Japan has made big strides toward stabilizing its tsunami-crippled nuclear plant, but is now facing another crisis — what to do with all the radioactive waste the disaster created.
Goshi Hosono, the country’s nuclear crisis minister, said on Friday that Japan has yet to come up with a comprehensive plan for how to dispose of the irradiated waste that has been accumulating since the March 11 earthquake and tsunami.
Hosono gave the assessment after the government announced a ¥900 billion (US$11.5 billion) allocation to help the cash-strapped plant operator cover the massive cost of recovery without collapsing. Officials have rejected criticism that the allocation is a bail-out, stressing that the money comes from a joint fund of plant operators, with a government contribution in zero-interest bonds that must be paid back.
The disaster, which killed nearly 20,000 people along Japan’s northeastern coastline, touched off the world’s worst nuclear accident since Chernobyl, generating meltdowns, fires and radiation leaks at the Fukushima Dai-ichi nuclear power station northeast of Tokyo.
Officials say that, almost eight months later, the plant has been restored to a relatively stable condition and is leaking far less radiation than it did in the early days of crisis. They hope to achieve a “cold shutdown” — with each reactor’s temperature below 100oC) — by the end of the year.
However, Hosono, in a response to a question from The Associated Press, acknowledged on Friday that the crisis has spawned a huge amount of irradiated waste that will require new technology and creative methods to dispose of safely.
“We still don’t have a full picture of how to deal with the waste,” he said. “It would require research and development that may take years.
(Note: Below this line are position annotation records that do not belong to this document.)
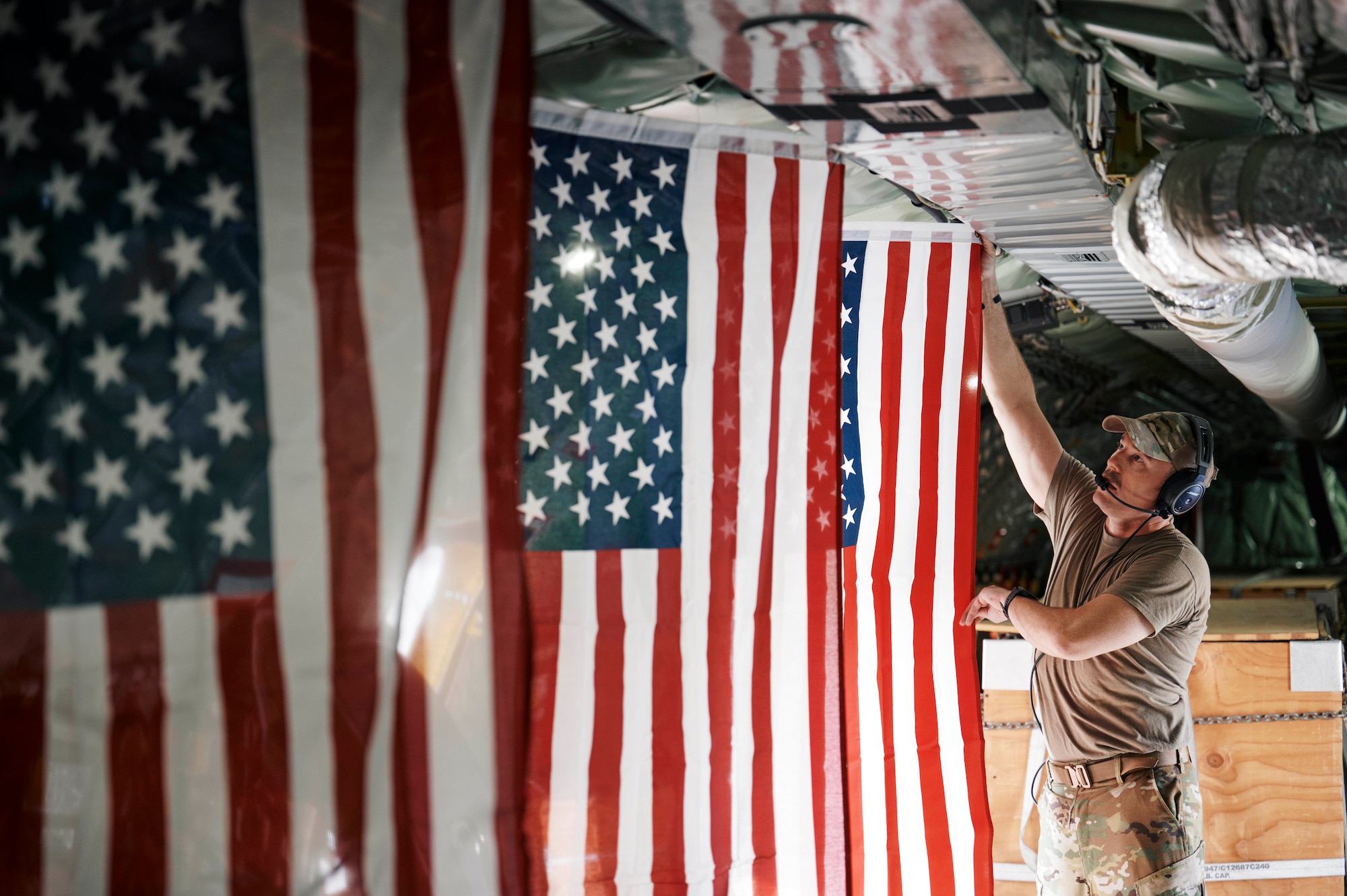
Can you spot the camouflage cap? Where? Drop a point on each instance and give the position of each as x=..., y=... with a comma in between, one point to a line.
x=1164, y=435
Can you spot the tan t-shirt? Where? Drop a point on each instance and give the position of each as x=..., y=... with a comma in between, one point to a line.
x=1134, y=700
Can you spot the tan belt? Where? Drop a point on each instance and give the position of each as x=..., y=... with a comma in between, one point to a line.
x=1112, y=770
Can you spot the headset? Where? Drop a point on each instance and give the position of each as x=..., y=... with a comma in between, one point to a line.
x=1185, y=487
x=1181, y=494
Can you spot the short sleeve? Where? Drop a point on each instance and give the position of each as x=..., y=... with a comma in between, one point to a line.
x=1070, y=494
x=1163, y=587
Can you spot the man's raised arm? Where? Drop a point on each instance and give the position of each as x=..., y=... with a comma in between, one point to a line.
x=1032, y=444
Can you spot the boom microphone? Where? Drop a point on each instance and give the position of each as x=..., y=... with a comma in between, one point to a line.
x=1104, y=483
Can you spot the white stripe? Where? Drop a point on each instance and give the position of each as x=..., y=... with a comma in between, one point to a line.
x=946, y=673
x=834, y=821
x=755, y=424
x=635, y=823
x=75, y=812
x=702, y=240
x=907, y=478
x=294, y=404
x=868, y=364
x=573, y=727
x=460, y=697
x=394, y=304
x=791, y=761
x=196, y=785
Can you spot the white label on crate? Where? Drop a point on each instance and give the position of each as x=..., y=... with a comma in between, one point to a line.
x=1014, y=871
x=1007, y=664
x=1286, y=870
x=1317, y=665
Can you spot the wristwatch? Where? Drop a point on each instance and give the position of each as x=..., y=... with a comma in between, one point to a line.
x=1016, y=592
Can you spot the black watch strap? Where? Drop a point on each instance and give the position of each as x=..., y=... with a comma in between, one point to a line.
x=1016, y=592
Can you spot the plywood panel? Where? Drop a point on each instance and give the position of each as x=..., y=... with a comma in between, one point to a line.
x=1229, y=679
x=1007, y=754
x=1007, y=705
x=1303, y=887
x=1251, y=679
x=1272, y=790
x=1261, y=619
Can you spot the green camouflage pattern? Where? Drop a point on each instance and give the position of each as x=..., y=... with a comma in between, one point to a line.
x=1164, y=435
x=1140, y=839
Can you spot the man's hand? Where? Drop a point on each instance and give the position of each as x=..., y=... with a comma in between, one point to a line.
x=987, y=606
x=1030, y=440
x=989, y=269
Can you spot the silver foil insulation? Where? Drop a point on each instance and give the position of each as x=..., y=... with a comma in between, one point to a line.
x=1213, y=215
x=1217, y=229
For instance, we still need to develop technology to compress the volume of the huge amounts of waste that we cannot move around.”
Japan could be stuck with up to 45 million cubic meters of radioactive waste in Fukushima and several nearby prefectures, according to the environment ministry.
Hosono said Japan is not considering shipping out the waste for overseas processing.
The total amount of radiation released from the plant is still unknown and the impact of chronic low-dose radiation exposures in and around Fukushima is a matter of scientific debate. More than 80,000 people evacuated from their homes, and a 20km no-go zone is still enforced around the plant.
Cleaning up the area and compensating residents is expected to cost trillions of yen. Hot spots of highly localized radiation have been reported hundreds of kilometers away. Hosono said a task force has been set up to investigate them.
The ¥900 billion fund payout announced on Friday for Tokyo Electric Power Co is meant to help the operator meet its responsibilities without going bankrupt.